Major medtech players Medtronic (NYSE:MDT) and Boston Scientific (NYSE:BSX) continue to support the use of their paclitaxel-eluting devices in the legs after a study released last month indicated a link between the devices and an increased mortality rate, according to a Star Tribune report.
In the meta-analysis, researchers led by Dr. Konstantinos Katsanos analyzed data from 28 trials involving paclitaxel-coated devices used in the femoral and/or popliteal artery. Data from the trial indicated a 68% relative increase in all-cause mortality risk with paclitaxel-coated devices after two years and a 93% relative increase after five years when compared to therapy with uncoated devices.
Results from the trial were published in the Journal of the American Heart Association in December.
Executives from both companies spoke at the J.P. Morgan Healthcare Conference in San Francisco suggesting that their own data does not support the higher death rates noted in the new study, according to the Star Tribune.
“We’ve generated a ton of clinical evidence: 1,800 patients, we have data out to five years, randomized controlled study for the U.S., randomized controlled clinical study for Japan, global registry data. And all of these data have been analyzed. We have not seen this safety signal in our data,” Medtronic cardiac and vascular group prez Mike Coyle said at the presentation, according to the report.
Boston Scientific global chief medical officer Ian Meredith commented on the meta-analysis, suggesting that studies of its kind can sometimes reach findings which don’t emerge in later studies, according to the Star Tribune. He also noted that the study did not identify a potential mechanism for the increased mortality rate.
“I think at this stage, good clinical studies are appropriate. There does not seem to be a plausible mechanism to understand how a dose that imperceptible in plasma or tissue at 30 days could actually really affect mortality two years and beyond,” Meredith said, according to the report.
Meredith also commented that paclitaxel has been in use for more than 20 years in oncology, where it is used in larger doses than are used in drug-eluting devices. Despite the increased volume, Meredith said, oncologists have found no similar increase in risk of death, according to the Star Tribune.
Study authors had a different take, suggesting that the paclitaxel used in chemotherapy by oncologists is solvent-based and only has a half-life of approximately six hours, where as the paclitaxel on devices has a half-life of weeks to months, according to the report.
The medical community isn’t likely to move away from using such devices immediately, suggests vascular surgeon Dr. David O’Connor, who argues that the theoretical heightened mortality does not outweigh risks including vessel closure and amputation that are associated with non drug-eluting device use, according to the Star Tribune.

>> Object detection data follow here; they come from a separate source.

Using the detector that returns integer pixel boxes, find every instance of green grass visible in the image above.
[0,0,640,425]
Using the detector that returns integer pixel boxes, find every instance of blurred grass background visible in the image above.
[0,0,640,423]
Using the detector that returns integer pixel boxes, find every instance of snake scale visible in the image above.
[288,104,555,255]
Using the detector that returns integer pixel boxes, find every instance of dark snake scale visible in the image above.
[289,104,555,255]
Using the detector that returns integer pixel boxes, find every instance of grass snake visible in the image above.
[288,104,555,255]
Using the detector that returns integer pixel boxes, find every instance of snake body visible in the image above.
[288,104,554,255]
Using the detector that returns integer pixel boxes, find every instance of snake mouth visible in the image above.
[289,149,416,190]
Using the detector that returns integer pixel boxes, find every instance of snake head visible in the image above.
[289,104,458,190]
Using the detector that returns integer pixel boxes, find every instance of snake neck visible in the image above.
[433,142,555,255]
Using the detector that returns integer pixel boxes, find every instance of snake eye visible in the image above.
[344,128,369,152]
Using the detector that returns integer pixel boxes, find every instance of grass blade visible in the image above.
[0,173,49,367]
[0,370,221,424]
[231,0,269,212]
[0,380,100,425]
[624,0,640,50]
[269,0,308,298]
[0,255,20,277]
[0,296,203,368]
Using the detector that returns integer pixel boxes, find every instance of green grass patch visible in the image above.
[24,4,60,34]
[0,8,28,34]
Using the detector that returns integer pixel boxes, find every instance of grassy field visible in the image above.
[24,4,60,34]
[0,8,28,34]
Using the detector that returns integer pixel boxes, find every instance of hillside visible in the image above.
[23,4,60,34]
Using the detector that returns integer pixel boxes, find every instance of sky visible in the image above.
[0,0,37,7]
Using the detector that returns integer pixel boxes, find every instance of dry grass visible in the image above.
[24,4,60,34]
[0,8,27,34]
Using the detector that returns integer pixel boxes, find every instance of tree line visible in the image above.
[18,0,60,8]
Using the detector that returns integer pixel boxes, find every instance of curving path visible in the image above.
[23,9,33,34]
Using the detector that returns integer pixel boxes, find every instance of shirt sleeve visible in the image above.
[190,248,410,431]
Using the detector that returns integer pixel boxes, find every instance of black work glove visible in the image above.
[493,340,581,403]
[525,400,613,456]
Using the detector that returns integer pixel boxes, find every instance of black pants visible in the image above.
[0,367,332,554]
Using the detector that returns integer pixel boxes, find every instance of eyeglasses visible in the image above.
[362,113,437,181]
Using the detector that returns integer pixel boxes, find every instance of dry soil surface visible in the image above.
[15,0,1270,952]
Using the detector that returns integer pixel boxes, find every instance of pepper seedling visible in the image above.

“With the alternative of not using the drug-eluting technologies, the trade-off would be a higher incidence of the vessel re-blocking over time, which can lead to amputation, or a need for another procedure, or a more complicated procedure,” O’Connor told the paper.
While the medical device companies stand by their devices, Katsanos stands by the study results and suggests that they are too significant to ignore, according to the Star Tribune.
“I do understand the skepticism of the industry, but at the end of the day, the statistical signal is too strong to be ignored by reasonable doubt,” Katsanos told the paper.